Part of the story is told by Melbourne’s reservoirs, which were operating at about 70% capacity in early 2026. Desalination plants have become more and more important in Perth. After years of drought, Adelaide has seen a decline in inflows. The 2017–2019 drought and its resurgence starting in 2023 have prepared forests for faster and hotter fires.
They’re burning hotter, too.
These days, fires frequently produce towering columns that pierce the stratosphere, known as pyrocumulonimbus clouds, or pyroCbs, their own weather systems. At least forty-five of these fire-generated storms were documented during Black Summer. These clouds create erratic, dry lightning that starts new fires kilometers before the main front. It still seems unreal to watch video of those incidents, like a real-time climate thriller.
It’s possible that behavior as well as frequency is changing.
Fires in Australia have always been fueled by strong winds. However, recent fires have put a strain on firefighting capabilities by combining intense heat, protracted drought, and unpredictable wind shifts. Gusts are said to have rendered aerial water drops ineffective during Tasmania’s late-2025 fires near Dolphin Sands, dispersing retardant before it reached the ground. There were days when airplanes just couldn’t fly.

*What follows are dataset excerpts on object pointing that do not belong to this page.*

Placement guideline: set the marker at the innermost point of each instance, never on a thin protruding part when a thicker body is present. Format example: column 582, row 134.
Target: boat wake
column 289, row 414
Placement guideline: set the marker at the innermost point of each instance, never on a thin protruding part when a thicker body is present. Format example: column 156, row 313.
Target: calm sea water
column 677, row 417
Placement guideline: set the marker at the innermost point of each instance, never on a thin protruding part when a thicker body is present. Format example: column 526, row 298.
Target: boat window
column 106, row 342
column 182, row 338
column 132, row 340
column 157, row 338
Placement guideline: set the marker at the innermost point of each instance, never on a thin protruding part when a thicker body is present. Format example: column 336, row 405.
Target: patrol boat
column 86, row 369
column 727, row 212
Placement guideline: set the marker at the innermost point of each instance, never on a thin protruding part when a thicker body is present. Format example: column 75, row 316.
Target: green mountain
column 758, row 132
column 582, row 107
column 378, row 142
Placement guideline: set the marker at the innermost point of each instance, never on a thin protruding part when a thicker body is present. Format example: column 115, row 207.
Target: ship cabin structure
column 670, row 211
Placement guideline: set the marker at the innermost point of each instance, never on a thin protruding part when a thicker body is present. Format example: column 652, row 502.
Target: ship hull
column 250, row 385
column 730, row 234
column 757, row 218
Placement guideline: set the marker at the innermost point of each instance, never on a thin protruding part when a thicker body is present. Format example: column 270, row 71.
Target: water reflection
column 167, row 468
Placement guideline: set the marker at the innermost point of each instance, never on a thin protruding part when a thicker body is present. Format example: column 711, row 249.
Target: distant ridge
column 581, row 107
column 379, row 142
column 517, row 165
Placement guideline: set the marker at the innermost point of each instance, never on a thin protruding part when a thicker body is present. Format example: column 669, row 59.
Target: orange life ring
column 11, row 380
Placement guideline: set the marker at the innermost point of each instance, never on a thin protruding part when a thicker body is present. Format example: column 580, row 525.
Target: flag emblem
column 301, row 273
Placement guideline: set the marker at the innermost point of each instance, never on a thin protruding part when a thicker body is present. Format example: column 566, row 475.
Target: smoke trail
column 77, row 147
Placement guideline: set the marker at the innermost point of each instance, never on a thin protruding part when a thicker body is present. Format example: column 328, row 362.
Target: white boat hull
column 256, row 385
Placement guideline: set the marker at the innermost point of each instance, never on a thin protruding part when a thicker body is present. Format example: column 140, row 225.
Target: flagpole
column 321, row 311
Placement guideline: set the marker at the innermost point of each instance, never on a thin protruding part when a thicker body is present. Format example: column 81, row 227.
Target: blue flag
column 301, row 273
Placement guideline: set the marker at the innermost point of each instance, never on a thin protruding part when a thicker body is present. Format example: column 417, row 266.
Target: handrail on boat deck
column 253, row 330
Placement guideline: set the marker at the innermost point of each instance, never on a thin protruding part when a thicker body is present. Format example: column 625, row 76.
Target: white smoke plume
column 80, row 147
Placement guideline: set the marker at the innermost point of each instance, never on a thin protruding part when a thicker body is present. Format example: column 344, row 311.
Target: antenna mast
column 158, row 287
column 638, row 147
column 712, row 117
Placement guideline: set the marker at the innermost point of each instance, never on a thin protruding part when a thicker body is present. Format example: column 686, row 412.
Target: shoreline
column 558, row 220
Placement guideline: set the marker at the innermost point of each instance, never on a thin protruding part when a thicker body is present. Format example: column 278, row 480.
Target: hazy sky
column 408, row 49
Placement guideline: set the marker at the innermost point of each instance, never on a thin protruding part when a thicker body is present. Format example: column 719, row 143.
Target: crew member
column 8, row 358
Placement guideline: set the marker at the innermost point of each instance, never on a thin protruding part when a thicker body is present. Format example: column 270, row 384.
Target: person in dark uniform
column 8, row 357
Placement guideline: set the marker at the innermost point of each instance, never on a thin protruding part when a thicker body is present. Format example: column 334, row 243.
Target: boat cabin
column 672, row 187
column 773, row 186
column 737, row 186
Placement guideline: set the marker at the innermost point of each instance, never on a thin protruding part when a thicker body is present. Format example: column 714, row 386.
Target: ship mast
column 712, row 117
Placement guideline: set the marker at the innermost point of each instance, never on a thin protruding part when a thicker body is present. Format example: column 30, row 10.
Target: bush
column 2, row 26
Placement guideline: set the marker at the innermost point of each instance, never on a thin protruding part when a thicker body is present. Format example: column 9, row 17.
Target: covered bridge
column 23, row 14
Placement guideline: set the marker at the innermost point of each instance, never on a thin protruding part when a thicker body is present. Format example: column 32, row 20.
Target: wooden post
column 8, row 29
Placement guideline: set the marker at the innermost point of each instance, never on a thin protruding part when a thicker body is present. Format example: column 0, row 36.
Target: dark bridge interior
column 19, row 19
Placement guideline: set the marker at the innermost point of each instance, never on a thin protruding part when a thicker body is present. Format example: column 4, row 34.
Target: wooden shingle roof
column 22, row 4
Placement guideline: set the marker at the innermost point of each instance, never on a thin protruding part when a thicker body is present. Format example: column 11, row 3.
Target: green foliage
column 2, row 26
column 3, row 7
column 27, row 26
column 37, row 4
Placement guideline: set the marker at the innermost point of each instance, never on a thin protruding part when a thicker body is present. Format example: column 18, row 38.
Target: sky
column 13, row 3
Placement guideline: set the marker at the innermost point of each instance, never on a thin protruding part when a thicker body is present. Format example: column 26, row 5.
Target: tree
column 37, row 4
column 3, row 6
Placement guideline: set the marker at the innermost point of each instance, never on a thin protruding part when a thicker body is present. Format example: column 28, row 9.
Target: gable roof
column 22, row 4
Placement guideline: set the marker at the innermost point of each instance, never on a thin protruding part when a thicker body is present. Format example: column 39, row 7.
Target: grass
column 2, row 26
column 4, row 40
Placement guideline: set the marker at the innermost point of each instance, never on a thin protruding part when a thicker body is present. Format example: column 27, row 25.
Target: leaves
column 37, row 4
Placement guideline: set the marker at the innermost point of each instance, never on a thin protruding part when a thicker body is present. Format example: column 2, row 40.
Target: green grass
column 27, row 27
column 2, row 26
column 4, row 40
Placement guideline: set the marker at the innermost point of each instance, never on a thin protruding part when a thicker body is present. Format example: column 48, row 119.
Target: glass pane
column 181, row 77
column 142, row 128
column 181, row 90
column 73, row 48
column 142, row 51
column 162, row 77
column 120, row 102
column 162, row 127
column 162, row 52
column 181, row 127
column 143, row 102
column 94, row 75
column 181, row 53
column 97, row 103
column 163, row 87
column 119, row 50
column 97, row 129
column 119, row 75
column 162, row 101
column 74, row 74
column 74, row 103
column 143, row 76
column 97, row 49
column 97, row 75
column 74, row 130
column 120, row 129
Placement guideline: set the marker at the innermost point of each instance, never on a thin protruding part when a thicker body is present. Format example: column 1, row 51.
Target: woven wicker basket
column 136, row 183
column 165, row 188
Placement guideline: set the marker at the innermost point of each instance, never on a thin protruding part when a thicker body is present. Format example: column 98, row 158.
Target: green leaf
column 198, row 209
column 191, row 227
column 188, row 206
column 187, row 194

The figures are striking. Extreme fire weather has become more common in southern and eastern Australia since the 1970s. The 10% of fire danger days that are the most severe are becoming more frequent. Previously uncommon at catastrophic levels, Forest Fire Danger Index readings now occur with unnerving regularity.
The residences of Australians further exacerbate this pattern.
Nearly seven million people now live on the outskirts of bushland as a result of the rapid expansion of urban fringes around Sydney, Melbourne, Perth, and Adelaide. Suburban areas encroach on combustible terrain, with houses constructed prior to contemporary fire regulations situated amidst gum trees that are susceptible to ember attack. Whether city planners have completely understood what that means is still up in the air.
Markets for insurance have, for sure. Since 2020, premiums in regions that are vulnerable to bushfires have increased significantly, sometimes by over 100%. It appears that both homeowners and investors now consider fire risk to be structural rather than episodic.
Another shift, more subdued but no less problematic. Even as the south dries up, there have been times of heavy rainfall and flooding in eastern Australia. This disparity—drought in one area and flooding in another—is a result of atmospheric shifts that are shifting risk rather than removing it. It produces a nation of extremes, where floods and fires occur in the same year.
One gets the impression that the story has progressed beyond isolated catastrophes as you watch this play out. A systemic shift in climate dynamics, including warmer temperatures, modified jet streams, and longer heatwaves, is being revealed by Australia’s bushfires. Since 1910, the continent has warmed by about 1.5°C, with the majority of that warming taking place in the last few decades. That figure might seem incremental. Upon the ground, it is flammable.
Many firefighters are volunteers, and they talk candidly about being tired. There are fewer opportunities for hazard reduction burning during longer seasons. Resources are overextended by overlapping fire events. Once used for preparation and recuperation, the traditional off-season is becoming less and less.
This could be framed as strictly environmental. However, the trend also has economic and social implications. Infrastructure is strained by frequent smoke incidents. Respiratory diseases are a problem for health systems. After rebuilding, communities must confront the possibility of starting over.